A schematic representation of HCC molecular classification, integrating Andean liver tumors. According to prognostic gene signatures and signaling pathway activation, Andean specimens fall into a nontypical position within the classification

As HBV is suspected to be the prominent risk factor for HCC in South America, we performed a comprehensive molecular study of HBV infection in Native Andean patients. Intriguingly, HBV infection in Native Andeans is associated with a very low viral DNA burden, disclosing a significant rate of occult infections [8]. This observation sharply contrasts with the prevailing paradigm that relates higher HBV DNA loads to the onset of HCC, considered “early,” at around 40 years of age [9]. A phylogenetic analysis of the HBV genome clustered every isolate within the sub-genotype F1b, a viral clade infecting historically Indigenous American peoples [10]. Such high prevalence rates of occult infection with autochthonous HBV clades (F, G, and H) have been documented to a large extent in the Indigenous peoples of the Americas [5, 11]. It is noteworthy that Native Alaskans from the Yupik tribe with early-onset HCC associated with the same sub-genotype F1b have also been described [5]. Our assumption is that the HBV-associated carcinogenic process might differ substantially in Indigenous populations of the Americas from that generally observed in other populations. In this view, the distinctive tumor dynamics could result from an incomplete adaptation of Indigenous Americans to the autochthonous HBV sub-genotypes [12].
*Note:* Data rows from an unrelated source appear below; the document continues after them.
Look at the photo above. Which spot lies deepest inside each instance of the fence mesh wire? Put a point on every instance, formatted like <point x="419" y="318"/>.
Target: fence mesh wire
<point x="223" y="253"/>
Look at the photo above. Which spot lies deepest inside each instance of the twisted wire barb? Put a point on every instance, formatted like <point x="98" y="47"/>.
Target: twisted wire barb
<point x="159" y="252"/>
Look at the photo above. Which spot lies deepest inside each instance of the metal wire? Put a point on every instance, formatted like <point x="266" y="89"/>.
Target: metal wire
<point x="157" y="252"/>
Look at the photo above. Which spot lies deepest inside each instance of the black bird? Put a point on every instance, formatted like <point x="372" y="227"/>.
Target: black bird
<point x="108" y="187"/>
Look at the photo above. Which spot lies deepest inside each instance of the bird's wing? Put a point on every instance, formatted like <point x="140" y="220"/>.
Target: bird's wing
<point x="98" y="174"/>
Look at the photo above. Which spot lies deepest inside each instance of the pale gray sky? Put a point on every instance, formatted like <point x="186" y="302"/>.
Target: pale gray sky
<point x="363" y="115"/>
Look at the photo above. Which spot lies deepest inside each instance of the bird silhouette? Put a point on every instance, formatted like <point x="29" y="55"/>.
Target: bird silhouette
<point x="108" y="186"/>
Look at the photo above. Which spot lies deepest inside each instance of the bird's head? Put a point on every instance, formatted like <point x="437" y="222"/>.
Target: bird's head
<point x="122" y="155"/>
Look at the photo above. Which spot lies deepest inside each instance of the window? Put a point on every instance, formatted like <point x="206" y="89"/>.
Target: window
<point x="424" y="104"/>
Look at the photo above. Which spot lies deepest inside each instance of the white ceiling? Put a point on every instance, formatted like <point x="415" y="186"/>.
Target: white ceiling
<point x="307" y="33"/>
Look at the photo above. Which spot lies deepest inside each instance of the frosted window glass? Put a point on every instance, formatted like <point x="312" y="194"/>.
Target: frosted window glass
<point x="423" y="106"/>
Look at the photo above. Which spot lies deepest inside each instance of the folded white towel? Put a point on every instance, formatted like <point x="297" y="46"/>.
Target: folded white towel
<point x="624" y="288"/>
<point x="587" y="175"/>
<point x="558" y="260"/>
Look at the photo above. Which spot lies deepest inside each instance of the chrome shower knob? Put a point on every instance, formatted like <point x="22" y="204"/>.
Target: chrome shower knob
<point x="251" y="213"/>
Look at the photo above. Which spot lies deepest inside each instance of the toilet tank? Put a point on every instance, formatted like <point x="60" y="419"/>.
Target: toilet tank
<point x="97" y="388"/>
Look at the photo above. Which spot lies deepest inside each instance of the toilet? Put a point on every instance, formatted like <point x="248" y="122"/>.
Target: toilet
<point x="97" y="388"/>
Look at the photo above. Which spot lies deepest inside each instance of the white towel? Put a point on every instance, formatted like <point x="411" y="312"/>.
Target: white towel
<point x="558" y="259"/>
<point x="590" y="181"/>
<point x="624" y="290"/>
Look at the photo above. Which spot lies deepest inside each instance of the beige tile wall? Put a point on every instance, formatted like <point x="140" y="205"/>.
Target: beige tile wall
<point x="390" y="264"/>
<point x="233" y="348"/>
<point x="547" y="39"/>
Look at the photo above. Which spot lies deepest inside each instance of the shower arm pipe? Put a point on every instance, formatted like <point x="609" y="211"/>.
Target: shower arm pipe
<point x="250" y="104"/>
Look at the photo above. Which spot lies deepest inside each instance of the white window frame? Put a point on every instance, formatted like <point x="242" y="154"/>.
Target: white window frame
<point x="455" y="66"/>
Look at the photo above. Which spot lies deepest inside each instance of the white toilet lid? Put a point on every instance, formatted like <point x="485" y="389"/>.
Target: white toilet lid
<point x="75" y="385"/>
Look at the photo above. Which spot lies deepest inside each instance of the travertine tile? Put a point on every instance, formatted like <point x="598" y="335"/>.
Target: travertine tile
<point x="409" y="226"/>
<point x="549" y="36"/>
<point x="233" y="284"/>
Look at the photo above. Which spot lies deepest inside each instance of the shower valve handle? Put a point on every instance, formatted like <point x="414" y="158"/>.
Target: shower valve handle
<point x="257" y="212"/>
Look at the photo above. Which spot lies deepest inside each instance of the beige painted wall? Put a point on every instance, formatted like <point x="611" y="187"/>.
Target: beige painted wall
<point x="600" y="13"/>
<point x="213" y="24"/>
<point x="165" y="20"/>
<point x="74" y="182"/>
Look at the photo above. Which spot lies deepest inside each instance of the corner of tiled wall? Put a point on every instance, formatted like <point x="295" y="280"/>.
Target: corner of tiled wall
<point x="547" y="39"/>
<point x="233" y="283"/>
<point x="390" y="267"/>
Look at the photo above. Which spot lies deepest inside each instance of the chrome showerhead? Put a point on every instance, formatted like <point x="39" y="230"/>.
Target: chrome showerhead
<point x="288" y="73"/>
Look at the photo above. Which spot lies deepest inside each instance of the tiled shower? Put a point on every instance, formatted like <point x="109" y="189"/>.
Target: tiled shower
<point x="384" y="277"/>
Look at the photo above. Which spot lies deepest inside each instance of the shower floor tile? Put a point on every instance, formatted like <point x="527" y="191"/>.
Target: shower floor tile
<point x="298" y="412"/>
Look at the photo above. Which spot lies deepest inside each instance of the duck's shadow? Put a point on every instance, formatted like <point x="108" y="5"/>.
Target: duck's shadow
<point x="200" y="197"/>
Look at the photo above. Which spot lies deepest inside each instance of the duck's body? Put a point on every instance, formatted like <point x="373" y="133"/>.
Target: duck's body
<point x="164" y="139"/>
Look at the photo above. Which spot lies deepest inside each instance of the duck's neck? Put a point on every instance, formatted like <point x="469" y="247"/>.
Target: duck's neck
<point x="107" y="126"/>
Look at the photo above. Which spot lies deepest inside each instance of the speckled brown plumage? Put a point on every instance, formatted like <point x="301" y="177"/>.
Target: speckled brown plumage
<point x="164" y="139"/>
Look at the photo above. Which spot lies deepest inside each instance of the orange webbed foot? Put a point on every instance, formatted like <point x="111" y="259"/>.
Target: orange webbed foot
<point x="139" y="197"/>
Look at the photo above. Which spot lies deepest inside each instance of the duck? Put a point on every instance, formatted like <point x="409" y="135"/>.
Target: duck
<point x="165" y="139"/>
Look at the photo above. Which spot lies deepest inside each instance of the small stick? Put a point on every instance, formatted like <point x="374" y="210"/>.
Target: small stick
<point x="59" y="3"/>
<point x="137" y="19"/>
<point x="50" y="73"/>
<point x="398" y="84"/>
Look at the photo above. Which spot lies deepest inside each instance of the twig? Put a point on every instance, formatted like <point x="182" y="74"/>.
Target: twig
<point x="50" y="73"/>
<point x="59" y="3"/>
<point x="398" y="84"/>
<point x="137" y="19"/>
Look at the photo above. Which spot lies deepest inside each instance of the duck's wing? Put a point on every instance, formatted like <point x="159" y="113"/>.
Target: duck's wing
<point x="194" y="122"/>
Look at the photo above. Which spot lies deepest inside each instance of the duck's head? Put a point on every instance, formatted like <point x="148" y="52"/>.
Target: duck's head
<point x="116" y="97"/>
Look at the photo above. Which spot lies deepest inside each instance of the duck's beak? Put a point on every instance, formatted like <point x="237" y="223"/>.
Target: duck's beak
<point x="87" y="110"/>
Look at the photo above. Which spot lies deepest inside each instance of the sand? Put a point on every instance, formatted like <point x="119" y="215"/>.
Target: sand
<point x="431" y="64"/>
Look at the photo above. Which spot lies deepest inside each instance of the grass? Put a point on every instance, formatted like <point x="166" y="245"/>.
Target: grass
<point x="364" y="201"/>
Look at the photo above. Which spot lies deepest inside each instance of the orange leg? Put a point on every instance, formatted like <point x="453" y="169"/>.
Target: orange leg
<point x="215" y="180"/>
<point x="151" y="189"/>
Our findings reveal a major role for bio-anthropology in molecular oncology, with the characterization of a clinically relevant molecular subtype of HCC in patients of Indigenous American descent. Overall, our research represents the first integrative genomic characterization of a molecular subtype of cancer that preferentially affects people of Indigenous ancestry. Our study stresses the necessity of conducting further bio-anthropological research programs with Indigenous people to meet their specific needs in cancer detection, prevention, and treatment. In this regard, we will continue to collaborate with medical anthropologists to improve our understanding of the socio-economic and cultural factors influencing access to care for Andean-Amazonian people.

We are grateful to all patients whose participation was essential to this research. This work was supported by ITMO Cancer of the French National Alliance for Life Science and Health (Aviesan) and the French National Cancer Institute (INCa) with funds administered by the French National Institute of Health and Medical Research (Inserm), grant agreement 21CD025-00. This work was also supported by ANRS | Emerging Infectious Diseases on funds administered by Inserm, grant agreement AO 2021-1 CSS12.